In the case of the 004: compromising with a smaller turbine, fewer compressor stages, lower compression, lower turbine temperature, short operation life, among other things could have simplified mass production as well as production using non-strategic materials.4. I'm sure that simply reducing the size of the jet engine does not make the development or manufacture any easier, it would reduce materials, and I certainly don't believe it is nearly as cheap as a stove pipe with flapper valves and stove burners (I'm being facetious, I really mean blow torch) to build. And I suspect it would require more skilled labor.
1. V-1 bombing (and to a larger extent, V-2 bombing) was not nor would ever be an effective interdiction weapon. Accuracy was never available in WW2 to provide a reasonable one bomb one hit performance. Probably, this would not become available until GPS entered the scene. Without this, the Germans were throwing pin pricks at the Brits (unless it was you who was at ground zero). .
2. Improving speed, range, and survivability would not have much of an impact on British logistics. Even if all the 9000+ V-1 launched hit London, it would have had little impact on the war. In just one 24 hour period, Bomber Command dropped 10,000 tons of bombs on the Germans, and they still fought on effectively. How many tons of bombs were being dropped on Germany on a daily bases? I suspect a lot more than 9000 tons, the total amount of all the V-1s. .
Indeed, a more costly weapon could still be more cost effective if the actual damage done (and utility of hitting precision targets) outweighed the added costs. (including time to operational service)Because the V1 was a cheap weapon doesn't mean It couldn't be upgraded to an more expensive but much more accurate guided version and that this would mean the weapon was no longer worthwhile.
More range and accuracy widens the range of targets outside of the Greater London area and makes it possible to target large factories.
Those figures would be even more comparable if Heinkel had put the engineering AND manufacturing resources of the He 177 into an earlier jet bomber project.
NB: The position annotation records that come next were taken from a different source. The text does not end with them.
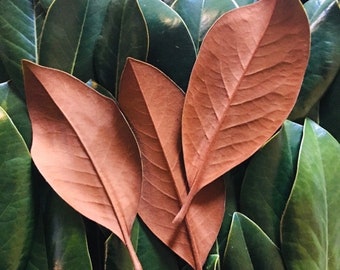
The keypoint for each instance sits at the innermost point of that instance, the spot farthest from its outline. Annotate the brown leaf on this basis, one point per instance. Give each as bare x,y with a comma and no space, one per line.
243,85
84,148
153,105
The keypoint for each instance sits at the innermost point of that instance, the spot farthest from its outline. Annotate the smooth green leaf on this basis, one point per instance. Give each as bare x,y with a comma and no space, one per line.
17,37
310,224
3,73
69,34
16,200
38,256
324,61
200,15
269,179
153,254
124,35
66,243
330,109
45,3
12,103
248,247
171,47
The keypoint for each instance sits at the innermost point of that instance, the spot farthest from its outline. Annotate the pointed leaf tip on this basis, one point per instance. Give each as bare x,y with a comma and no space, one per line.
77,135
242,87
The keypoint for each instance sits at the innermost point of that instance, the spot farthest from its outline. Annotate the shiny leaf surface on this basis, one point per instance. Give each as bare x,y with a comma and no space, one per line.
310,224
93,165
248,247
234,104
154,113
200,15
269,179
18,38
171,47
16,200
153,254
12,103
324,61
70,31
124,34
330,109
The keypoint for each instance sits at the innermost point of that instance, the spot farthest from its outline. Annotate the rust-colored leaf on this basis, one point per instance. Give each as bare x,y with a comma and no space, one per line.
153,105
244,84
84,148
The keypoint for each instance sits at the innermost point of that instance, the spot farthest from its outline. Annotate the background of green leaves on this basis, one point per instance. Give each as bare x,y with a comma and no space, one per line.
282,201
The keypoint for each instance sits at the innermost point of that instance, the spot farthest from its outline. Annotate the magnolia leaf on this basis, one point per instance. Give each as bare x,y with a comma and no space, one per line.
69,35
200,15
324,61
310,223
153,253
65,236
124,34
16,200
330,109
18,38
248,247
153,105
12,103
84,148
242,87
269,179
171,47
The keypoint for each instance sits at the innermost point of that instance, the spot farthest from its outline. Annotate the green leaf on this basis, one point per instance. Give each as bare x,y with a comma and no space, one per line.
200,15
66,243
124,34
310,224
324,61
248,247
12,103
16,200
17,37
69,34
330,108
171,47
269,178
153,254
3,73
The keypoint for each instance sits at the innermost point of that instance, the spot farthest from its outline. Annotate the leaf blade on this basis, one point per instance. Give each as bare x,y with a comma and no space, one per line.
309,235
154,113
73,158
219,132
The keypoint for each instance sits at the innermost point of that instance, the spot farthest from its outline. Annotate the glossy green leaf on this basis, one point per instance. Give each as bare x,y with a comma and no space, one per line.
171,47
3,73
269,178
124,34
45,3
330,109
13,104
69,34
17,37
153,254
310,224
16,200
324,59
38,257
65,235
314,8
200,15
248,247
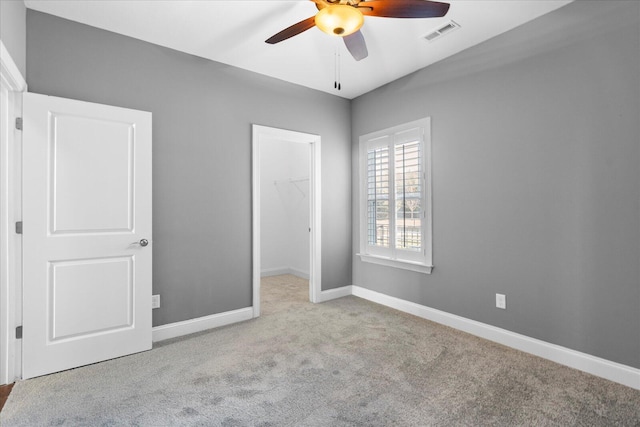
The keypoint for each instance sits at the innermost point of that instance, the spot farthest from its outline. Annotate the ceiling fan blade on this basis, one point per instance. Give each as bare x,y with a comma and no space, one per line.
403,8
293,30
356,45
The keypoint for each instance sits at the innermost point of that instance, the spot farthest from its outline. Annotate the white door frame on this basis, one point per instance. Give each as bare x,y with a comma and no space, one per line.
12,85
263,134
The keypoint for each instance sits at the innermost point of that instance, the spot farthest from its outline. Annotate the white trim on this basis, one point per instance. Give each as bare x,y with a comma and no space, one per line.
178,329
330,294
397,263
263,134
612,371
268,272
12,83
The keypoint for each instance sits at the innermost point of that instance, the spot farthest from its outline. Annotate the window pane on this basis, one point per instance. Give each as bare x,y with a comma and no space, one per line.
408,191
378,197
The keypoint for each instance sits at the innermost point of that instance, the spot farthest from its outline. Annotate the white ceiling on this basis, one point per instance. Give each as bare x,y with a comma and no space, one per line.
233,32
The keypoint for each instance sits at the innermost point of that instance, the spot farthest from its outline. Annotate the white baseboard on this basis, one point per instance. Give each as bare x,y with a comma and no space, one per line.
268,272
334,293
612,371
178,329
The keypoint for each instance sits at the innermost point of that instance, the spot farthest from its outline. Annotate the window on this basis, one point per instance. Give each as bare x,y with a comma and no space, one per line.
396,197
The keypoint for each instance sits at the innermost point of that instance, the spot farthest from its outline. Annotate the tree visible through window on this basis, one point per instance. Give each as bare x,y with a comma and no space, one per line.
396,210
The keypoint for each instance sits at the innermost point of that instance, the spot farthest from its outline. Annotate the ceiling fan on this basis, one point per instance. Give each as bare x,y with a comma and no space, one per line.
344,18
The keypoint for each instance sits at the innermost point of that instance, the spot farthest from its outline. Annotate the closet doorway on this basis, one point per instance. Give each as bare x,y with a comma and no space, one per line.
286,207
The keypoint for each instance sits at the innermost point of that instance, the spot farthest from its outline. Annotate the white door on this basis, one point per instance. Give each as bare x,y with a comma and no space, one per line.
86,233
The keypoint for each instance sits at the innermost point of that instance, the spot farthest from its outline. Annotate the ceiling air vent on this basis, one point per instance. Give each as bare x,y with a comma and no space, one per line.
441,31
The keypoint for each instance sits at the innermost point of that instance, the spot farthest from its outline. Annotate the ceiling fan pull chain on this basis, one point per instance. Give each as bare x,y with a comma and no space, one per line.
339,72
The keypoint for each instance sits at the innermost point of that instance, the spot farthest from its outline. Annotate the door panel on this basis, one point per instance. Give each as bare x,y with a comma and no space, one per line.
84,170
86,205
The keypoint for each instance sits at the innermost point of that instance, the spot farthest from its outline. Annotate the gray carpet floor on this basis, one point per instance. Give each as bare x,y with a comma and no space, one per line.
347,362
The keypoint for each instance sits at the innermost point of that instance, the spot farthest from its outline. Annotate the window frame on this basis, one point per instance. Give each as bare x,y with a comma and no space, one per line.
421,261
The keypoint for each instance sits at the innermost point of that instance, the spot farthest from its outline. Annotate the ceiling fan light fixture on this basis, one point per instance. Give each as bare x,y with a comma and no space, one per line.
339,20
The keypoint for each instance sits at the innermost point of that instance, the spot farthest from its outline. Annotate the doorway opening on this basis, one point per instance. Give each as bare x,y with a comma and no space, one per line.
286,208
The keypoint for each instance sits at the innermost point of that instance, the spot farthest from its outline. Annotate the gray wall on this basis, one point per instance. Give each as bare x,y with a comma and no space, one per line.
202,116
13,31
536,173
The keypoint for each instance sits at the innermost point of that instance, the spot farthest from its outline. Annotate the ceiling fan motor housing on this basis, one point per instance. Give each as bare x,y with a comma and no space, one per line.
339,19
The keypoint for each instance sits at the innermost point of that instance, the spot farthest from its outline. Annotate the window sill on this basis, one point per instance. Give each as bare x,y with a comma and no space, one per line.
396,263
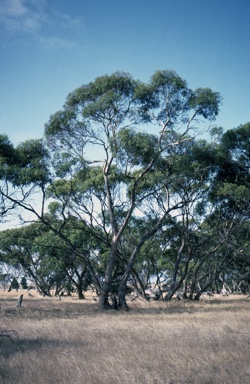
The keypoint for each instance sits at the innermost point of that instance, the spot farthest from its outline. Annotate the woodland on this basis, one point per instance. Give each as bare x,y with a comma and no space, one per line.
133,187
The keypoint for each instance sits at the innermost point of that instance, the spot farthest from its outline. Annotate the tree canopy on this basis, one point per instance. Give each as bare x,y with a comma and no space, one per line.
124,190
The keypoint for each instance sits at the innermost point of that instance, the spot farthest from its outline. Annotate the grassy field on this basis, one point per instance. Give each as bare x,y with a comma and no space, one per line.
71,341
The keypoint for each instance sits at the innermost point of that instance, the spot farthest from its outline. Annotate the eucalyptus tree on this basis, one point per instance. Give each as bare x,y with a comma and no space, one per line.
112,150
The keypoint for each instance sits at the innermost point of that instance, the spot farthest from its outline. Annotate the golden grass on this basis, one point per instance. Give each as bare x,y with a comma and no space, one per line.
71,341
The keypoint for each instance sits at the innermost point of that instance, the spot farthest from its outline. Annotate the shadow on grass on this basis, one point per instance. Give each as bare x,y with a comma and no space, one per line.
11,347
47,309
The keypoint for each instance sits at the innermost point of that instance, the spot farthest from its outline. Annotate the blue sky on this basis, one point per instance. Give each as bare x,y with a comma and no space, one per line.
50,47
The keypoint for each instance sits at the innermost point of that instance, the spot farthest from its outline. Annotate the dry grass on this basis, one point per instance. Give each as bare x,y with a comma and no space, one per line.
72,342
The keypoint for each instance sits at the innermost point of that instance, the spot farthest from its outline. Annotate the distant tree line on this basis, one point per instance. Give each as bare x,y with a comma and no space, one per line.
123,191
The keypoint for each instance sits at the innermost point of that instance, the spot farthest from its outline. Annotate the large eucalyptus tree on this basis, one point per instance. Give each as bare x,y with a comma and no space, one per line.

Or, aside from engineering resources in the intellectual end, there's the cost of prototypes and preproduction aircraft too. Having more than just the He 280 on the table using Heinkel jet engines would have given the RLM much more reason to support them too, especially with an early-war offensive weapon design. (plus, even with Heinkel/Ohain seeing the HeS 6 as too bulky and heavy to be really attractive to develop further -an error in itself, but for the sake of argument sticking with that point of view- those drawbacks would be less significant on a larger aircraft where the engine weight and drag took up a smaller percentage of the overall aircraft)The Arado works in Late 1943 employed 16,000 people in production of the Heinkel He 177 while a large number were likely at Heinkels own facility. If 16000 people worked a 48 hour week they produced 768,000 hours. This could produce in 1 week:
1 2,194 V1's at 350 hours each. (I fact about a production rate of 10,000 month is what seems to have been available)
2 192 V2 missiles at 4000 hours each (the figure for the 10,000th produced)
3 38.4 He 177 at 20,000 hours each. In fact the 20,000 hours is the Lancaster number (probably without engines) and a He 177 would be nowhere near that. I'd say 25 a week max. I believe the Germans were hoping for 200/month at one point with all plants.
The Germans and Americans were using guided weapons in ww2. The guided projectile that would home on a source of radio waves was a possibility.